Very few Russians abandon their children. They account for 1% of the total number of orphans, vs. 4% both of whose parents died, and 95% “social orphans”.

6. Russians don’t adopt, if there are no kind Americans to take up some of the slack, Russian orphans will be condemned to slow death in state orphanages.

It’s not so much a matter of Russians and Americans not adopting as few people anywhere being interested in adopting children over the age of three. Here is a graph.

In the above graph green represents adoption by Russian citizens, blue by foreign citizens, in 2009. In state orphanages, 90% of children are older than 11 years; 70-80% are older than 14 years. There is a waiting list for adopting children under the age of 3.

7. The majority of Russian orphans have to live in orphanages. Wrong, and this apparently has never been the case.

The yellow bars represent children who are transferred to foster parents (which I think is distinct from “adopted” as in the US), the blue bars represent the numbers of children who are housed in state institutions at any one year. The ratio between the two is steadily increasing and converging to the typical Western model, in which almost all children are taken in by foster parents.

7. Russians only adopt healthy children, while only kind foreigners take those with disabilities. Again, wrong.

30% of the children in the federal database are children with some registered physical disability; the vast majority of them are living with families, only 5% of their numbers live in child institutions.

Now since 1995 about 10% of Russian children adopted by both foreigners in general and Americans in particular were registered as having a disability. In 2011, the US adopted 44 children with disabilities, whereas Russians adopted 188 children with disabilities. In 2009-2011 more than 20,000 orphaned (0-6 age range) children left Russia, whereas as of January 2012, the waiting list for them in Russia was 12,900 long.

8. Russia is alone in being a nasty country that (now) bans American adoptions of children.

Guatemala

Romania

In any case adoptions from Russia had been dropping rapidly since 2004 anyway, constituting less than 1,000 by 2011.

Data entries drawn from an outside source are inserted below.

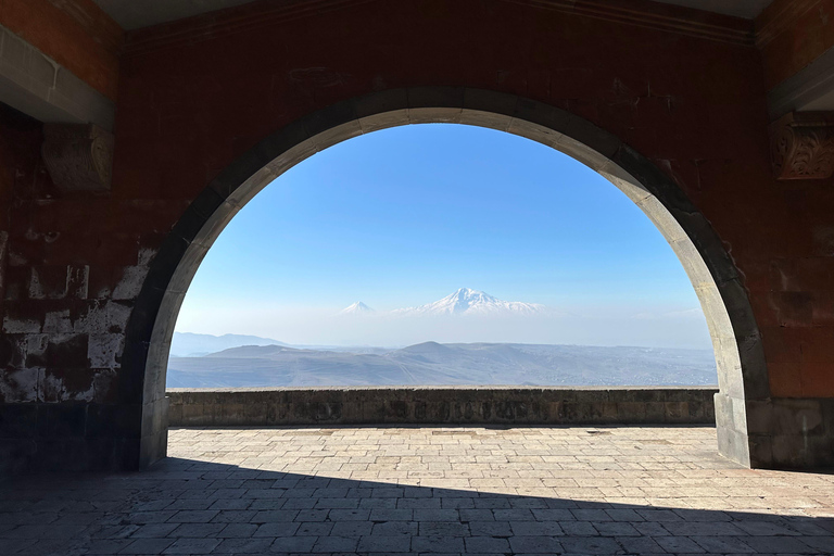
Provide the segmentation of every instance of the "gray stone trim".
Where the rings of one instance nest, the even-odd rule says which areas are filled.
[[[294,164],[332,144],[377,129],[432,122],[490,127],[553,147],[608,178],[646,213],[693,282],[712,336],[720,391],[742,410],[733,420],[718,413],[718,427],[729,428],[728,437],[746,439],[744,402],[769,397],[767,366],[746,291],[709,222],[666,174],[608,131],[541,102],[457,87],[386,90],[319,110],[267,137],[208,184],[164,240],[137,299],[122,359],[123,403],[164,410],[159,401],[165,395],[179,306],[203,256],[241,206]],[[143,429],[142,437],[157,433]],[[759,465],[750,462],[747,442],[723,446],[728,457]],[[164,452],[144,460],[156,457]]]
[[[771,122],[788,112],[834,109],[834,47],[768,92]]]
[[[0,102],[40,122],[113,130],[113,101],[2,26]]]
[[[713,425],[715,388],[172,389],[172,427]]]

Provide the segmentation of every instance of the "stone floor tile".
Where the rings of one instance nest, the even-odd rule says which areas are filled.
[[[405,553],[410,551],[412,538],[410,535],[371,535],[363,536],[359,539],[357,551],[361,553]]]
[[[834,476],[587,430],[175,429],[143,473],[0,483],[0,555],[834,554]]]

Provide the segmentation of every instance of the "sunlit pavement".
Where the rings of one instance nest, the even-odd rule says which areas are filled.
[[[834,476],[715,429],[177,429],[130,475],[0,484],[0,554],[833,554]]]

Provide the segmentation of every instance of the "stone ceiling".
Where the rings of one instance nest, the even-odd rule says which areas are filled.
[[[93,0],[123,28],[139,29],[182,17],[245,4],[252,0]],[[657,0],[737,17],[757,16],[772,0]]]

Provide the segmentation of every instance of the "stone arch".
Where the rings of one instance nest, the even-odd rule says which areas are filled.
[[[719,451],[743,465],[759,465],[747,434],[747,405],[770,396],[761,338],[736,267],[709,222],[669,176],[590,122],[518,96],[452,87],[386,90],[313,112],[262,140],[194,199],[152,261],[126,330],[121,401],[141,407],[140,465],[165,455],[165,374],[174,326],[191,279],[228,222],[309,155],[362,134],[419,123],[469,124],[527,137],[586,164],[643,210],[681,261],[707,318],[718,363]]]

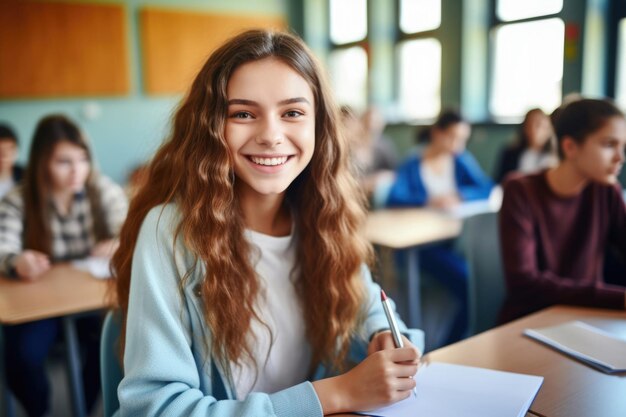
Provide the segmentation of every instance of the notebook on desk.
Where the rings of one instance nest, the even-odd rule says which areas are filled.
[[[431,363],[415,376],[417,396],[366,411],[372,417],[523,417],[543,377]]]
[[[526,329],[524,335],[606,373],[626,372],[626,341],[581,321]]]

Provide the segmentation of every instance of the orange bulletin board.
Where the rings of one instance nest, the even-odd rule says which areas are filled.
[[[144,8],[140,12],[144,88],[184,92],[224,40],[250,28],[286,28],[282,16],[229,15]]]
[[[121,5],[0,1],[0,98],[129,92]]]

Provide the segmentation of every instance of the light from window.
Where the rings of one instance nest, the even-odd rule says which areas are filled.
[[[330,0],[330,40],[336,45],[367,36],[367,0]]]
[[[513,23],[495,30],[493,116],[516,118],[532,107],[551,112],[560,104],[564,31],[561,19]]]
[[[367,105],[367,53],[360,46],[335,49],[328,60],[331,84],[339,104],[358,111]]]
[[[563,9],[563,0],[498,0],[496,13],[505,22],[546,16]]]
[[[404,33],[424,32],[441,25],[441,0],[401,0],[400,29]]]
[[[619,38],[617,41],[617,88],[615,101],[626,111],[626,19],[619,22]]]
[[[433,38],[399,44],[399,105],[407,119],[432,119],[441,110],[441,43]]]

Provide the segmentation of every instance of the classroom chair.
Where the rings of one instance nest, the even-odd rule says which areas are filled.
[[[469,331],[477,334],[496,326],[506,292],[498,213],[465,219],[461,241],[469,271]]]
[[[109,311],[102,325],[100,339],[100,378],[102,382],[102,406],[104,417],[111,417],[120,408],[117,387],[123,371],[118,355],[118,339],[121,331],[121,317],[118,311]]]

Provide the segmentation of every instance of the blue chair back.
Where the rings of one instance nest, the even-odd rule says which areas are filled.
[[[462,244],[469,271],[469,330],[476,334],[496,326],[506,294],[498,213],[465,219]]]
[[[100,339],[100,378],[104,417],[111,417],[120,408],[117,387],[124,375],[117,348],[120,332],[120,313],[109,311],[104,319],[102,338]]]

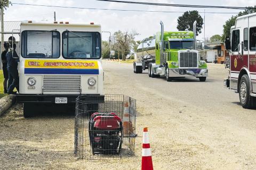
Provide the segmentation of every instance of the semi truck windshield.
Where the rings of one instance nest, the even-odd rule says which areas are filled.
[[[170,41],[170,49],[193,49],[193,41]]]
[[[99,59],[100,34],[97,32],[73,32],[62,34],[63,56],[66,59]]]
[[[21,55],[25,58],[60,56],[60,34],[57,31],[26,30],[21,33]]]

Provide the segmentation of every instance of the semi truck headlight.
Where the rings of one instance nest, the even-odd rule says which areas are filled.
[[[36,79],[32,77],[29,77],[29,78],[28,78],[27,83],[29,85],[30,85],[30,86],[33,86],[36,84]]]
[[[88,85],[90,86],[93,86],[96,84],[96,79],[93,77],[91,77],[88,79]]]

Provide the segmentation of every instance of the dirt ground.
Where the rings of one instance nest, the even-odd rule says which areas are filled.
[[[78,159],[73,114],[25,119],[16,104],[0,117],[0,169],[140,169],[148,127],[155,169],[256,169],[256,111],[243,109],[238,95],[222,87],[223,65],[209,64],[206,82],[167,82],[133,74],[131,64],[103,63],[105,93],[137,99],[135,155]]]

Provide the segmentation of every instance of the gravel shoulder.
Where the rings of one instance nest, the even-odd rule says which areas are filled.
[[[256,111],[242,108],[238,95],[222,87],[223,65],[209,64],[206,82],[169,83],[134,74],[131,64],[103,63],[105,93],[137,100],[135,156],[77,159],[72,114],[25,119],[16,104],[0,117],[2,168],[139,169],[147,126],[155,169],[256,169]]]

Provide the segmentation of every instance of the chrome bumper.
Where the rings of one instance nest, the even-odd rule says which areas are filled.
[[[207,77],[208,76],[207,69],[169,69],[169,77]]]

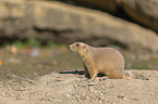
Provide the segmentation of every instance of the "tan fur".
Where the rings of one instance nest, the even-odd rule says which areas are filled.
[[[82,58],[85,76],[90,80],[97,74],[107,75],[112,79],[130,79],[123,76],[124,60],[122,54],[112,48],[95,48],[83,42],[74,42],[69,46]]]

There are in fact quite a number of countries that make foreign adoptions very difficult stopping short of outright bans including many in the ECE area. Russia’s ban is the only one the Western media decides to politicize however (although in fairness it’s a two way street given the absurd association on Russia’s part to portray it as a response to the Magnitsky Act).

9. I think that the Dima Yakovlev Law is a good idea. No, I don’t, I’m just clearing up major misconceptions in this post. While there may be valid grounds to much more stringently regulate foreign adoptions (e.g. ensuring all Russians wishing to adopt have the chance to, and ensure children don’t fall into the hands of pimps/organ traders/etc), the decision to only target Americans and to present it as a response to the Magnitsky Act is crude and idiotic, and just one of the many examples of the Russian government shooting itself in the foot PR-wise.